Me doy vuelta y sigo el sendero por el que venía; un sendero que es casi imposible de seguir porque la maleza lo cubre  casi por completo; de hecho no sé si es el mismo sendero que venía siguiendo porque fácilmente puede un espacio donde la maleza no creció y yo la confundo con un sendero.

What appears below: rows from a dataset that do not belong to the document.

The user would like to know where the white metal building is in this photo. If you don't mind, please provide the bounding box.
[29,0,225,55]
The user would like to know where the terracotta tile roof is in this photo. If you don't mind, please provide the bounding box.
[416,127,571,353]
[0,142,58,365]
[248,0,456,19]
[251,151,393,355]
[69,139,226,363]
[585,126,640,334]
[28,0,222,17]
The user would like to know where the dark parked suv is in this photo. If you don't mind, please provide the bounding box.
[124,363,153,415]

Después de unos minutos de batallar con la maleza que se negaba a soltar mis rodillas logro llegar a la casa de mis padres humanos; nada lujoso, es una casa de bloques que ruega por unas manos de pintura y que esta retirada de el camino central pero, sobre todo, de la ciudad. Me gusta la lluvia y me seguirá gustando; a pesar de que en la casa llueva más adentro que afuera por las filtraciones que hay en el cuarto de la cocina. Es una casa pequeña, solo el cuarto común, un cuarto donde se come, donde se ve la televisión, donde se hacen las tareas del colegio y donde están guardadas casi todas las cosas de nuestra pertenencia; las cuales son muchas para un solo cuarto, y por ultimo; el baño; a un kilometro de la casa hay un pozo seco que sirve para hacer lo necesario.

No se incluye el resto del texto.